KARŞI TARAFIN SAVUNMASI : Temyiz isteminin reddi ile usul ve yasaya uygun olan Bölge İdare Mahkemesi kararının onanması gerektiği savunulmuştur.

DANIŞTAY TETKİK HÂKİMİ …’IN DÜŞÜNCESİ : Temyiz isteminin incelenmeksizin reddi gerektiği düşünülmektedir.

TÜRK MİLLETİ ADINA
Karar veren Danıştay Sekizinci Dairesince, Tetkik Hâkiminin açıklamaları dinlendikten ve dosyadaki belgeler incelendikten sonra işin gereği görüşüldü:

İLGİLİ MEVZUAT:

2577 sayılı İdari Yargılama Usulü Kanununun “İstinaf” başlıklı 45. maddesinde, “1) İdare ve vergi mahkemelerinin kararlarına karşı, başka kanunlarda aksine hüküm bulunsa dahi, mahkemenin bulunduğu yargı çevresindeki bölge idare mahkemesine, kararın tebliğinden itibaren otuz gün içinde istinaf yoluna başvurulabilir.
3) Bölge idare mahkemesi, yaptığı inceleme sonunda ilk derece mahkemesi kararını hukuka uygun bulursa istinaf başvurusunun reddine karar verir. Karardaki maddi yanlışlıkların düzeltilmesi mümkün ise gerekli düzeltmeyi yaparak aynı kararı verir.
6) Bölge idare mahkemelerinin 46 ncı maddeye göre temyize açık olmayan kararları kesindir.” hükmü yer almış; aynı Kanun’un “Temyiz” başlıklı 46. maddesinde ise; “Danıştay dava dairelerinin nihai kararları ile bölge idare mahkemelerinin aşağıda sayılan davalar hakkında verdikleri kararlar, başka kanunlarda aksine hüküm bulunsa dahi Danıştayda, kararın tebliğinden itibaren otuz gün içinde temyiz edilebilir: (…) c) Belli bir meslekten, kamu görevinden veya öğrencilik statüsünden çıkarılma sonucunu doğuran işlemlere karşı açılan iptal davaları, d) Belli bir ticari faaliyetin icrasını süresiz veya otuz gün yahut daha uzun süreyle engelleyen işlemlere karşı açılan iptal davaları” (…) hükmüne yer verilmiştir.

HUKUKİ DEĞERLENDİRME:
Yukarıda yer verilen mevzuat hükümlerinin değerlendirilmesinden; İdare Mahkemelerinin tek hakim sınırı dışında kalan bütün kararlarına karşı mahkemenin bulunduğu yargı çevresindeki bölge idare mahkemesine istinaf başvurusunda bulunulabileceği, bölge idare mahkemesince istinaf incelemesi üzerine verilen kararlara karşı ise sadece 2577 sayılı Kanun’un 46. maddesinde yer alan konular ile sınırlı olarak Danıştay’a temyiz başvurusunda bulunulabileceği, bölge idare mahkemelerince istinaf incelemesi üzerine verilen ve 46. madde kapsamı dışında olan kararların ise kesin olduğu görülmektedir.

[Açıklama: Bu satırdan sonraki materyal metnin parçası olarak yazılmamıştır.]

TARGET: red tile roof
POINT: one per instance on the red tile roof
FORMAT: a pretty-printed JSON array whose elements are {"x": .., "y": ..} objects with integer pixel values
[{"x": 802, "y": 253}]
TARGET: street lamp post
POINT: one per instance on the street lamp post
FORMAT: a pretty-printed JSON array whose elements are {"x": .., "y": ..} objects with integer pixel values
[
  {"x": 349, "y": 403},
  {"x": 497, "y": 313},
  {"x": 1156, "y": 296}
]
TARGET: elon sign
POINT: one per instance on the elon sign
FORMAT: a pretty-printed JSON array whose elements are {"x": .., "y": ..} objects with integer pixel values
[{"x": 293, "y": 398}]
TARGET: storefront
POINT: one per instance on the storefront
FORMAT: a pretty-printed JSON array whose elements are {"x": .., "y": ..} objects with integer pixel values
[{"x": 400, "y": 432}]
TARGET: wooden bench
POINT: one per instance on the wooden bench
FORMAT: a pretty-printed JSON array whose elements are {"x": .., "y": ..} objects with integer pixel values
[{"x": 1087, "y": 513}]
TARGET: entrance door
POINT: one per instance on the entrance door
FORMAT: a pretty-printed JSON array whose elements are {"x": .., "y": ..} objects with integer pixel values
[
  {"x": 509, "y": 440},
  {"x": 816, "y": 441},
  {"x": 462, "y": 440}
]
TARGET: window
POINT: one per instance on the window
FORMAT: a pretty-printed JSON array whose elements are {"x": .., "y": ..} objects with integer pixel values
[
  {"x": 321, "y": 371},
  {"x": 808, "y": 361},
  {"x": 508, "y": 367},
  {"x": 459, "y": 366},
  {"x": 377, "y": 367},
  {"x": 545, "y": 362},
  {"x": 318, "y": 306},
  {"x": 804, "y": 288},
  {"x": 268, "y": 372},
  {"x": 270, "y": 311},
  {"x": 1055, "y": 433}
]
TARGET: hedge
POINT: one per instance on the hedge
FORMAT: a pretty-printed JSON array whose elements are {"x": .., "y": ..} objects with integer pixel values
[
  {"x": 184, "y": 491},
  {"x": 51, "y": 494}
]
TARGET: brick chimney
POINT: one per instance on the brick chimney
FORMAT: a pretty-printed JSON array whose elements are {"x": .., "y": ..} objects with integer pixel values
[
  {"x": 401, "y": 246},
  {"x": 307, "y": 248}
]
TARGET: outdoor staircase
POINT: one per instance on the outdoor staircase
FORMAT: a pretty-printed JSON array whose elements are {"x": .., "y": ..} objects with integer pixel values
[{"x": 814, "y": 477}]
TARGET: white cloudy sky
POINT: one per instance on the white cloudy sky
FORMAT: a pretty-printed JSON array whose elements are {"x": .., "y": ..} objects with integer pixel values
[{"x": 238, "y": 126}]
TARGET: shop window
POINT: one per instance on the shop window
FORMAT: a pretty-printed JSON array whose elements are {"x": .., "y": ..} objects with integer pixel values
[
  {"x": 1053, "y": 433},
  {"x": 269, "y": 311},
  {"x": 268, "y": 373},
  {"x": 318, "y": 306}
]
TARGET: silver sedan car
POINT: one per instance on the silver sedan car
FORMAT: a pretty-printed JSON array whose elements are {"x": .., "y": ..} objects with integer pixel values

Uyuşmazlık, Tanju Özer’in İstanbul Barosu staj listesine yazılmasına ilişkin istemin kabulüne yönelik İstanbul Barosu Yönetim Kurulu kararına … Cumhuriyet Başsavcılığı’nca yapılan itiraz üzerine Türkiye Barolar Birliği Yönetim Kurulu’nca verilen itirazın reddine dair kararın uygun bulunmayarak Adalet Bakanlığınca bir daha görüşülmek üzere geri gönderilmesi üzerine ilk kararda ısrar edilmesine ilişkin Türkiye Barolar Birliği Yönetim Kurulu kararının iptali isteminden kaynaklanmaktadır.
Buna göre,
davaya konu edilen işlemin, ilgilinin meslekten çıkarılması sonucunu doğuran bir yönü bulunmadığı gibi uyuşmazlığın henüz staj listesine yazılma aşamasında doğduğu da dikkate alındığında temyiz istemine esas teşkil eden kararın Bölge İdare Mahkemesinin 2577 sayılı İdari Yargılama Usulü Kanunun 46. maddesine göre temyiz yolu açık olmayan “kesin” kararlarından olduğu sonucuna varılmakta olup temyiz isteminin incelenmesine yasal olanak bulunmamaktadır.

KARAR SONUCU:

Açıklanan nedenlerle;
1- TEMYİZ İSTEMİNİN İNCELENMEKSİZİN REDDİNE,
2- Temyiz giderlerinin istemde bulunan üzerinde bırakılmasına,
Kesin olarak, 10/02/2022 tarihinde oyçokluğu ile karar verildi.

KARŞI OY :

(X)- 2577 sayılı Kanun’un “Temyiz” başlıklı 46’ncı maddesinin 1. fıkrasının (c) bendinde; belli bir meslekten, kamu görevinden veya öğrencilik statüsünden çıkarılma sonucunu doğuran işlemlere karşı açılan iptal davaları hakkında bölge idare mahkemelerince verilen kararların Danıştay’da, kararın tebliğinden itibaren otuz gün içinde temyiz edilebileceği kurala bağlanmıştır.
Uyuşmazlık, mesleğin icrası için yapılan zorunlu staj başvurusuna ilişkin aşamada ortaya çıkmış ise de; ilgilinin meslek icra edebilmesi, mevzuat gereği meslek odasına kayıtlı olmasını zorunlu kıldığından, dava konusu işlemin mahiyeti nedeniyle belli bir meslekten çıkarılma sonucunu doğuran işlemlerden olduğunun kabulü ile dava konusu işleme karşı açılan dava hakkında bölge idare mahkemelerince verilen kararın Danıştay’da, kararın tebliğinden itibaren otuz gün içinde temyiz edilebileceği sonucuna varılmıştır.
Açıklanan nedenlerle, işin esası incelenerek bir karar verilmesi gerekirken Bölge İdare Mahkemesi kararının kesin olduğu gerekçesiyle davalı idarenin temyiz isteminin incelenmeksizin reddi yönünde oluşan çoğunluk kararına katılmıyorum.